“We wish you love, peace, and soul.” – Don Cornelius, “Soul Train”, 1971-93
Don Cornelius, the creator and conductor of the “hippest ride in America”–the groundbreaking television show, “Soul Train”–committed suicide yesterday in his home in suburban Los Angeles. He was 75 years old.
Cornelius was born on September 27, 1936 in Chicago. He grew up on the south side of the city and joined the Marines after graduating from high school. While working as an officer in the Chicago Police Department in 1966, Cornelius was encouraged by a local radio personality to apply his beautifully smooth baritone voice towards a career in radio broadcasting. Cornelius took a radio course, recorded a demo tape, and quickly landed a job with Chicago radio station WVON as a deejay.
He developed the pilot for “Soul Train” with $400 of his own money and based it on the popular “American Bandstand”, but with an emphasis on black music, style, and dance. After one year as a local show in Chicago, it was picked up for national syndication and its base was moved to Los Angeles. During the time that Cornelius hosted the show (1971-1993; he continued producing it until 2007), “Soul Train” was the most important outlet for popularizing the best in music.
Though the sets and styles changed, the format essentially stayed the same. The show derived its greatest appeal from guests that reflect the range and greatness of the music of the era, spanning from Motown (Aretha Franklin, James Brown) to rap (LL Cool J, Public Enemy), as well as other transcendent artists (Stevie Wonder, Rick James, the Jackson Five, Earth, Wind, and Fire, Gladys Knight and the Pips.)
In today’s Chicago Tribune, music critic Greg Kot noted Cornelius’s social importance, quoting Roots drummer Ahmir “Questlove” Thompson, who wrote, “To say with a straight, dignified face that ‘black is beautiful’ was the riskiest, (most) radical life-changing move that America has seen.

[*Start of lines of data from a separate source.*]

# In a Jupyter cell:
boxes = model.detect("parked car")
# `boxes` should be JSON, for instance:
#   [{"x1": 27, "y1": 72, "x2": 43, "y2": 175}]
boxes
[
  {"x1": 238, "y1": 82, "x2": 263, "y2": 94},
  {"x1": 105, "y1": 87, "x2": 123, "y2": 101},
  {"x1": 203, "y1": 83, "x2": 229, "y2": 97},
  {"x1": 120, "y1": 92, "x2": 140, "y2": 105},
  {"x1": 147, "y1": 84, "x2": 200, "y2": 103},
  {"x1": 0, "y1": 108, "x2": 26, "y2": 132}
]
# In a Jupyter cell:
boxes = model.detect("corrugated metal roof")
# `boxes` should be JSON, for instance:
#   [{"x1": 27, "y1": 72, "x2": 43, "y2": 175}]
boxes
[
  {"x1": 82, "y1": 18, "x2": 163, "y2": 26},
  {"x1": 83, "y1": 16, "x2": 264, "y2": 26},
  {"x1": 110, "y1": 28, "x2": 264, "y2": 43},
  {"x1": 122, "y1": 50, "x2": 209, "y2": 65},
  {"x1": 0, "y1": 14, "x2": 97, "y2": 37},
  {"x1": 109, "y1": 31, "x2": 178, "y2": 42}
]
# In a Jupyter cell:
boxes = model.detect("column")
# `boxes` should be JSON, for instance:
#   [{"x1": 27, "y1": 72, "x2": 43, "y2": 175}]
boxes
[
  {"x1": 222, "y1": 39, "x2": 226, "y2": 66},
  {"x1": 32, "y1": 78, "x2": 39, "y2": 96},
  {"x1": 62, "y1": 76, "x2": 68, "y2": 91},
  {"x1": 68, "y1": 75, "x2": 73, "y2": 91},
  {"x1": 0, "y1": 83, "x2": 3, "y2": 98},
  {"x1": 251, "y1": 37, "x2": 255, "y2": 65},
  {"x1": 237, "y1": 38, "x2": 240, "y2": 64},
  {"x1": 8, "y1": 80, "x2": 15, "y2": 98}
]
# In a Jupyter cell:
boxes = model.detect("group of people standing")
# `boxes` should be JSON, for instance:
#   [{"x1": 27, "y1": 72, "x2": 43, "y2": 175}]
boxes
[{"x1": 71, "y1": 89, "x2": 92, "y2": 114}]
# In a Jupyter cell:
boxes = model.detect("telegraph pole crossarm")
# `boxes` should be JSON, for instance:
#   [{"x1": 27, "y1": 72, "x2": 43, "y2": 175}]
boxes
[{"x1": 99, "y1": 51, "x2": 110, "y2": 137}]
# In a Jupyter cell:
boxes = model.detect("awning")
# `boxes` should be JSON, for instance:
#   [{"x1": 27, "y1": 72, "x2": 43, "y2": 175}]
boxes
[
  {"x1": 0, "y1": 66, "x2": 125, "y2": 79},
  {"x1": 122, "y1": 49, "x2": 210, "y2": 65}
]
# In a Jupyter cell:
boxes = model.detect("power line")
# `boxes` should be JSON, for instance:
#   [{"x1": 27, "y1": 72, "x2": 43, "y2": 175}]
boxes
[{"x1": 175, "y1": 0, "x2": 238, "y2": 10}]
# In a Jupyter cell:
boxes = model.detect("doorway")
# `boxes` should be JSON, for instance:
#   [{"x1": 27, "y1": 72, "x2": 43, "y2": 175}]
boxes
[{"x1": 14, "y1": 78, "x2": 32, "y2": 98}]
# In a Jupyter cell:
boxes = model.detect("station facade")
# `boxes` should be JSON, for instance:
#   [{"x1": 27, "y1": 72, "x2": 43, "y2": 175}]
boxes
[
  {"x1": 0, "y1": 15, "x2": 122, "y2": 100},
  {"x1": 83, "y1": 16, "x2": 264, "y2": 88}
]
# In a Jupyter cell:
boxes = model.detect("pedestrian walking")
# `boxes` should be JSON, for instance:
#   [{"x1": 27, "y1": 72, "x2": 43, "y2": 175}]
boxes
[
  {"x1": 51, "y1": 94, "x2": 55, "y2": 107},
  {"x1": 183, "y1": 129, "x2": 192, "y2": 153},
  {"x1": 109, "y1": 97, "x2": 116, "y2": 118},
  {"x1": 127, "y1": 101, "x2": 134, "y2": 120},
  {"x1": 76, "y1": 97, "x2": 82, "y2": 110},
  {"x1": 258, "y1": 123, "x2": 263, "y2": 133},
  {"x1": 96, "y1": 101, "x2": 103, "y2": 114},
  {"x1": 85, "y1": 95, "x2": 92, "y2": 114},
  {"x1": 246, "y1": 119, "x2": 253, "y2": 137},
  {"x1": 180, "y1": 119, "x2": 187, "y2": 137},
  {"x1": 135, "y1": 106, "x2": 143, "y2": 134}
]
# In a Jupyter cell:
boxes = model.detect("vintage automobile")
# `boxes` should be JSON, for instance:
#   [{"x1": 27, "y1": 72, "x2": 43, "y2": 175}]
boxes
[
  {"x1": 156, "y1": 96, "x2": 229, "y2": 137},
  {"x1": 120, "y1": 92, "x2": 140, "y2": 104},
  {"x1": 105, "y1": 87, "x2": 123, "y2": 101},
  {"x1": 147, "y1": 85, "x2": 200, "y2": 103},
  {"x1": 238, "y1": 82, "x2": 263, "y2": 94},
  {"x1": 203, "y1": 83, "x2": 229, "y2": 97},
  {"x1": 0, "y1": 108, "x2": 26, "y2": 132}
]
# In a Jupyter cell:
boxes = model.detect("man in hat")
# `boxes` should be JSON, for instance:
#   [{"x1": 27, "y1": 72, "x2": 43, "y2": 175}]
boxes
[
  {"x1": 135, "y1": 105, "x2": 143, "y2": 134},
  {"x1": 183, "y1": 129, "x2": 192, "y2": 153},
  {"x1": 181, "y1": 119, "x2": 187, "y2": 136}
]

And amazingly enough for one hour, for one Saturday out (of) the week, if you were watching ‘Soul Train,’ it became contagious. Next thing you know you are actually believing you have some sort of worth. The whole idea of Afro-centrism in my opinion manifested and spread with ‘Soul Train’ in its first six years.” Kot added, “‘Soul Train’ did more than just passively present the music. At its core, Cornelius’ show was about a community responding — creatively, spontaneously, ecstatically — to the music made for it. The palpable excitement of that interaction opened up African-American culture to the rest of the world and made it not only more accessible but also desirable, hip, fun.”
YouTube’s Soul Train channel features the video above. For those of us who recall watching “Soul Train”, particularly during its heyday in the 1970s, viewing it the day after Cornelius’s death is bittersweet. But it serves as a reminder for us–as well as for those who are too young to have seen the show–of the incredible influence that Cornelius and “Soul Train” had on the music, style, and sensibility of the time.
The video ends with Cornelius telling the audience in his uniquely rich voice, “And that brings us to the end of what we hope has been a beautiful trip for you and what certainly has been a groovy ride for me…Always in parting, we wish you love, peace, and soul.”